Thursday, October 30, 2008

When Will Winner Be Known?

2008 November 1. Updated. Still Iowa for Obama at 10 pm. There are some changes. North Dakota gets decided at 3:43 am for McCain, instead of after an infinite amount of time. Missouri has flipped into the McCain column, and is the last state to be decided, at 5:10 am. ElectoralVote.com says if Missouri goes McCain and Obama wins the election, Missouri loses its bellwether status. It never had it to begin with. Missouri went the other way from the entire election in 1860, 1872, 1876, 1880, 1888, 1896, 1900, and 1956, when Stevenson took the state. What would happen in this instance is that the statement "The Democrats have never won an election without taking Missouri.", which is true now, would become false.

2008 October 31. Updated. Now Iowa wins it for Obama at 10 pm, right as the polls close.

It is now only 5 days until the Great Presidential Election of 2008. After the conventions, the race was a tie, but Barack Obama has piled up a moderate lead in recent weeks. I therefore expect Election Night not to be as long as in 2000 and 2004. The 2004 race was not settled until Wednesday morning, when it became clear that Ohio, the deciding state, was going to go to Bush by a substantial margin. In 2000, the race was not decided until mid-December, with Florida being the deciding state. So I expect this night to be shorter. How much shorter?

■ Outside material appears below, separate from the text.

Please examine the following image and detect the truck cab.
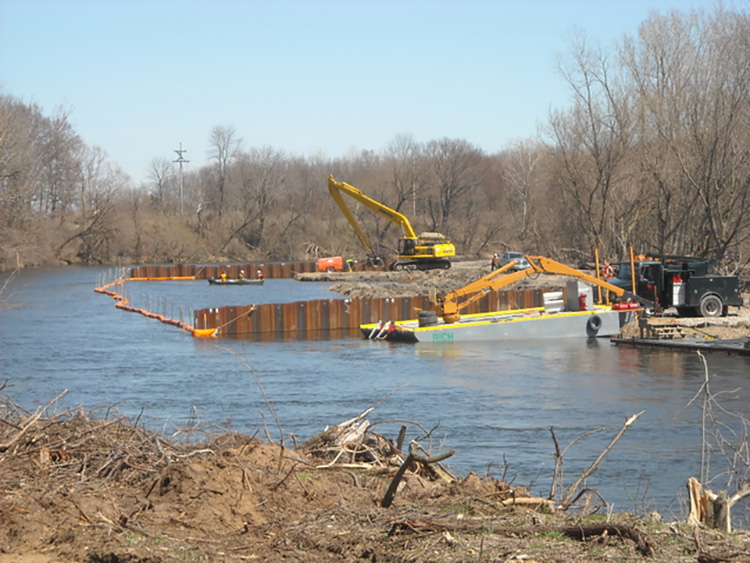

To answer that question, look at what happens on Election Night. The networks will not announce any results for any state until the polls close everywhere in the state. However, they will be performing exit polls, and on this basis, when the polls close, they can project ("call") a state for one candidate or the other. If the race in that state is close, they will not call it then but wait until enough votes are in for them to conclude that a candidate has won it. To get an estimate of Decision Time on Election Night, we need to know how the networks are going to call a state. I have only memory to rely on for this, so I will make a guess at a possible calling function.

This function will be a function of the average poll result for the state. For this number, I am going to use the file provided by Electoral-Vote.Com, as well as their procedure, which is to take an average of all the polls for the previous week. I will use only the two major party candidates' poll numbers, which I will normalize by the usual method, namely to set the vote for Barack Obama

= Poll for Obama / (Poll for Obama + Poll for McCain)

and set the vote for McCain as being 1 - Poll for Obama. Call the poll result for Obama x. Set the closing time of the election polls for the state = c. Then my function is:

f(x) = 0 if |x-0.5| > 0.04 (networks call the state immediately upon poll closing)
= 336, if x = 0.5 (two weeks. Highly improbable in election but not in polls)
= 1/50/|x-0.5| otherwise.

The value of the function is given in hours. I choose a hyperbolic function on the difference between the vote result and 50%. If a candidate is getting 52% (he leads by 4 points), this function gives one hour; that is, the networks will wait an hour before calling the state. If a candidate gets 51%, the wait is 2 hours, and if it is 50.5% (1 point difference) the wait is 4 hours.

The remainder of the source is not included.